A mille lieues de l'univers habituel (chichiponpon )de l'auteure.
Grandir, Sophie Fontanel, Robert Laffont 2010, 145 pages réconfortantes.
Merci à Stéphie pour cette découverte.
Antigone a aimé aussi
Une belle surprise pour Papillon
Un coup de coeur pour Keisha !
08:00 Publié dans rentrée 2010, romans français | Lien permanent | Commentaires (19) | Tags : sophie fontanel, rapport mère-fille, vieillesse
Le jeudi c'est énergie !
" Mais vous ne m'avez jamais suffi, mais qu'est ce que tu t'imagines ? Simplement , j'étais trop prise par vous pour avoir de l'énergie pour autre chose, pour quelqu'un d'autre, moi par exemple ! Et vous vous êtes habitués. Que vous me soyez essentiels ne veut pas dire que vous me suffisiez, quelle idée. Est-ce que nous suffisons à nos enfants ? Bien sûr que non ! Et heureusement !"

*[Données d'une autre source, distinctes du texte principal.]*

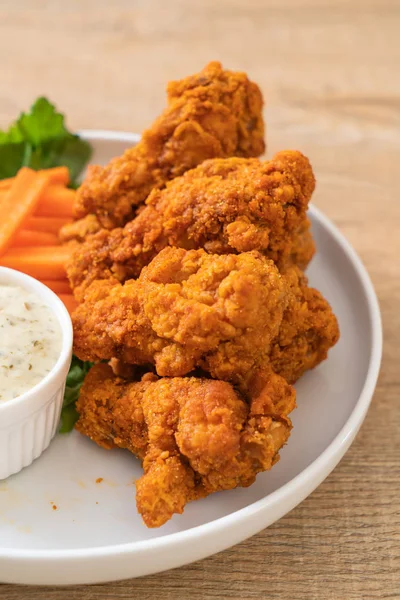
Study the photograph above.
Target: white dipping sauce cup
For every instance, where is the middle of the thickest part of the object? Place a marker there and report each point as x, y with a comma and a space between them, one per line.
29, 422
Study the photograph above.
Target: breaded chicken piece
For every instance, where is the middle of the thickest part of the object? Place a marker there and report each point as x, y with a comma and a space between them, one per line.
224, 205
215, 113
308, 330
195, 436
188, 309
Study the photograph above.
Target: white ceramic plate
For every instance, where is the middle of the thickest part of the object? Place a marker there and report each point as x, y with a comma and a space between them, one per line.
95, 535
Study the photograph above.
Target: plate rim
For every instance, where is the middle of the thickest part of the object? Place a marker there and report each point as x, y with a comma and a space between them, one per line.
323, 464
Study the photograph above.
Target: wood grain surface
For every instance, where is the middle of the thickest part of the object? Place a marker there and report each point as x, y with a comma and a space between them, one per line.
330, 72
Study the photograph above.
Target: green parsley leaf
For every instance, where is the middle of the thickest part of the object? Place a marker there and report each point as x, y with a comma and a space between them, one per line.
76, 375
39, 139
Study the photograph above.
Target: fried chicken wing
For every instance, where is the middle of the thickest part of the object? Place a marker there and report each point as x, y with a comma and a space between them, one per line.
216, 113
188, 309
308, 330
195, 436
224, 205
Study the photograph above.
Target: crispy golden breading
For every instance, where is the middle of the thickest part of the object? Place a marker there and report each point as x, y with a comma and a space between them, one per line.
226, 314
188, 309
308, 330
224, 205
215, 113
195, 436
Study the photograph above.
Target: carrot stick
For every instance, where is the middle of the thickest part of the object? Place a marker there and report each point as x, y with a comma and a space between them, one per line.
26, 237
56, 201
59, 286
46, 224
69, 301
56, 175
19, 202
42, 262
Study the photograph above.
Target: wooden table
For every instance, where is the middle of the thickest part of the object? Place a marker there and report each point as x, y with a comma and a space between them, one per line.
331, 78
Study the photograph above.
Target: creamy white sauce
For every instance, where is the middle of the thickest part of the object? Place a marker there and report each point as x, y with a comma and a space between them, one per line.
30, 341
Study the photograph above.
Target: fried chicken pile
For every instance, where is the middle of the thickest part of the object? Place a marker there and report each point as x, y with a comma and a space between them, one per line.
224, 205
215, 113
188, 270
195, 436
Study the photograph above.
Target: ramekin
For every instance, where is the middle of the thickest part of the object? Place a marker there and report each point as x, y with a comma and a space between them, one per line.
28, 423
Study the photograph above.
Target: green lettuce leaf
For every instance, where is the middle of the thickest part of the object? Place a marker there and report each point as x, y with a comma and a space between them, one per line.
76, 375
39, 139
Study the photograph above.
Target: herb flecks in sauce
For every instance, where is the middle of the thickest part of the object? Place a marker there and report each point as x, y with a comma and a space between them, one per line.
30, 341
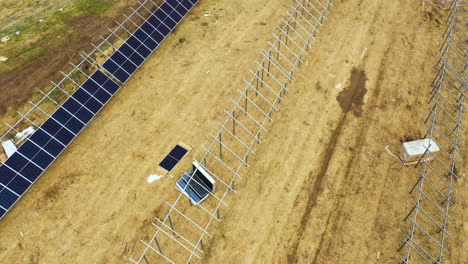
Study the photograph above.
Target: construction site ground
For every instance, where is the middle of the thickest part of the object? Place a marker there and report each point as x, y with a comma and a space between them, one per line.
321, 189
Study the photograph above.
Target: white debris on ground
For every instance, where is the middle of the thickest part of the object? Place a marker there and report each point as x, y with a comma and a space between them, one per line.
154, 177
25, 133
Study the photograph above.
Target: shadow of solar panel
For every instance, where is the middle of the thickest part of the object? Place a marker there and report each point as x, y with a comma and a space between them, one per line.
64, 136
19, 185
84, 115
151, 43
43, 159
61, 116
129, 67
71, 105
81, 96
74, 125
90, 86
110, 66
134, 43
93, 105
102, 95
40, 137
31, 172
187, 4
147, 28
181, 10
16, 162
6, 175
144, 51
99, 77
7, 198
168, 163
160, 16
178, 152
140, 35
51, 126
121, 75
28, 149
111, 86
136, 59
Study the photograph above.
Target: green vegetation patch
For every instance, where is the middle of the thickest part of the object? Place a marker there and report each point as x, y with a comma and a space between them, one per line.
96, 7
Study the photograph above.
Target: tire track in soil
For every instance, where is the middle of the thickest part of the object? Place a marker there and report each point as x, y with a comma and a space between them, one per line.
350, 100
313, 194
346, 184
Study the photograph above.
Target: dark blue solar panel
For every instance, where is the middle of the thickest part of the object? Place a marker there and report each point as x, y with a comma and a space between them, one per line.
90, 86
170, 23
158, 35
74, 125
178, 152
40, 137
93, 105
158, 17
133, 42
81, 95
148, 28
121, 75
57, 132
126, 49
111, 86
136, 59
6, 174
164, 30
7, 198
144, 51
64, 136
181, 9
28, 149
110, 66
31, 172
43, 159
71, 105
19, 185
84, 115
150, 43
141, 35
129, 67
61, 116
99, 77
51, 126
102, 96
168, 163
173, 13
53, 147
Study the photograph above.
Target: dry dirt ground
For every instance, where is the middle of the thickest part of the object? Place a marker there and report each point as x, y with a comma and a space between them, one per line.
322, 189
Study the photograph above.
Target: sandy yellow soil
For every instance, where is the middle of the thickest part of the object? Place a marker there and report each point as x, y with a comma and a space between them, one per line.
322, 188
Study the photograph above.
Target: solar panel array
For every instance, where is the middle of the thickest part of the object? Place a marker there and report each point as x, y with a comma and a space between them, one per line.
126, 60
195, 185
38, 152
171, 160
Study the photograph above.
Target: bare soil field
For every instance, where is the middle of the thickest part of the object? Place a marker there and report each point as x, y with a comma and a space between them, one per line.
322, 188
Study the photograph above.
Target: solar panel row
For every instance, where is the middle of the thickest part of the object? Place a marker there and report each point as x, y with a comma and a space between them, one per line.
25, 166
171, 160
38, 152
128, 58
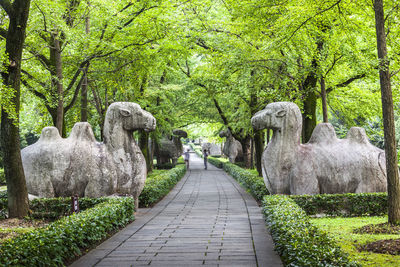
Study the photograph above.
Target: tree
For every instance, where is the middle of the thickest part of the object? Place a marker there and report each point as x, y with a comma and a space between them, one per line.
18, 12
388, 117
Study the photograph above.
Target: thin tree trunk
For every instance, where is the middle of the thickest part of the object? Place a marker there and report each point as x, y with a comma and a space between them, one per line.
18, 204
59, 83
84, 88
259, 147
388, 118
323, 99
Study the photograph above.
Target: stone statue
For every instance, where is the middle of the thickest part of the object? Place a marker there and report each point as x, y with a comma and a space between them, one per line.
212, 149
79, 165
232, 147
325, 165
171, 148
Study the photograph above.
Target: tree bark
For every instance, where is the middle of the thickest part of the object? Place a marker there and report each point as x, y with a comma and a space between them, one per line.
84, 88
324, 100
388, 117
309, 115
246, 146
144, 146
18, 204
259, 148
57, 80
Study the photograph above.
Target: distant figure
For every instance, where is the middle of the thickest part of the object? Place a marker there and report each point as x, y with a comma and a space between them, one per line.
205, 155
186, 156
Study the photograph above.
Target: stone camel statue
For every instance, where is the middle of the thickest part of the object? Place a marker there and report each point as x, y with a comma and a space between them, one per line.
324, 165
171, 148
212, 149
79, 165
232, 147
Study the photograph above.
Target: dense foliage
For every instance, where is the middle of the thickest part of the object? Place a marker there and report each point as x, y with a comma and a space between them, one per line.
65, 238
247, 178
159, 183
365, 204
298, 242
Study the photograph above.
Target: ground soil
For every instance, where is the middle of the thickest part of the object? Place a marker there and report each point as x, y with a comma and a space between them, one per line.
388, 246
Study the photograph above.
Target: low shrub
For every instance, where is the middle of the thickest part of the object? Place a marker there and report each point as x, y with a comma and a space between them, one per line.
51, 208
65, 238
159, 184
247, 178
298, 242
361, 204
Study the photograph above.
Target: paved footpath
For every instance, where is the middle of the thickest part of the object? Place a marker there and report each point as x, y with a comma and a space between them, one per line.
207, 219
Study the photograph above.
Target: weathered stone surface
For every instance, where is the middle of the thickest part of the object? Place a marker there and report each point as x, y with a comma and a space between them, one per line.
80, 165
212, 149
172, 148
325, 164
232, 147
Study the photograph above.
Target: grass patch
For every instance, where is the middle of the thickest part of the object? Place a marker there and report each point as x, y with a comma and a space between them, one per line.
342, 230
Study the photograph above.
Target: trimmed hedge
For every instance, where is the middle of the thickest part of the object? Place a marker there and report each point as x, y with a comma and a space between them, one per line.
65, 238
362, 204
297, 241
247, 178
158, 186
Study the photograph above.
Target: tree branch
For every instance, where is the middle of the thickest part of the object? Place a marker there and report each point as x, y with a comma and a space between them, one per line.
7, 6
345, 83
310, 18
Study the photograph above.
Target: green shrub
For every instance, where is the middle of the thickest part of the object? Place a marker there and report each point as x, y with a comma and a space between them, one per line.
65, 238
2, 177
157, 186
363, 204
247, 178
51, 208
298, 242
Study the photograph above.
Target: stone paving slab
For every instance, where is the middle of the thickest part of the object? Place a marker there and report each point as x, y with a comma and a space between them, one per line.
206, 220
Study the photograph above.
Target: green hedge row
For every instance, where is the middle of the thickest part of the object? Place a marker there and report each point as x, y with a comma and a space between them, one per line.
64, 239
363, 204
157, 186
298, 242
247, 178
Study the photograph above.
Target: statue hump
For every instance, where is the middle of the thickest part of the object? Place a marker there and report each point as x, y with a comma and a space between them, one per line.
323, 133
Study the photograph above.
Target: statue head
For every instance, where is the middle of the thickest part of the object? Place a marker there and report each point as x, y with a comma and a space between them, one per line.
131, 116
277, 116
225, 133
179, 133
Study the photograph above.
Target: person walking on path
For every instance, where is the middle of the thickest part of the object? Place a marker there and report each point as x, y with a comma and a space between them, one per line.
205, 155
186, 157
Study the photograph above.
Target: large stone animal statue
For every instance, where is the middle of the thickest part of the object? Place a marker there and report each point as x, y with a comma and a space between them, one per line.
171, 148
79, 165
212, 149
232, 147
324, 165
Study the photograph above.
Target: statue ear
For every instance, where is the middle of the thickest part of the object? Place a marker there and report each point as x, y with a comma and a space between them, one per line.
124, 112
280, 113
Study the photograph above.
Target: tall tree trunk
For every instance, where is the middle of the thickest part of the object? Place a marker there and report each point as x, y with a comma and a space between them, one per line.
144, 146
259, 147
323, 100
246, 146
58, 80
84, 88
309, 115
388, 117
18, 204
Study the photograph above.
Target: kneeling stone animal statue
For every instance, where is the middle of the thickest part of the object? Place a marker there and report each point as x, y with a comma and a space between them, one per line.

Page 238 de Fugue , Anne Delaflotte-Mehdevi, Gaïa 2010.

06:00 Publié dans Extraits | Lien permanent | Commentaires (3)
01/09/2010
Fugue
"Il faut beaucoup de temps pour découdre les mauvaises raisons."
A force de crier le prénom de sa fille qui s'est échappée de l'école le jour de la rentrée, Clothilde a perdu sa voix.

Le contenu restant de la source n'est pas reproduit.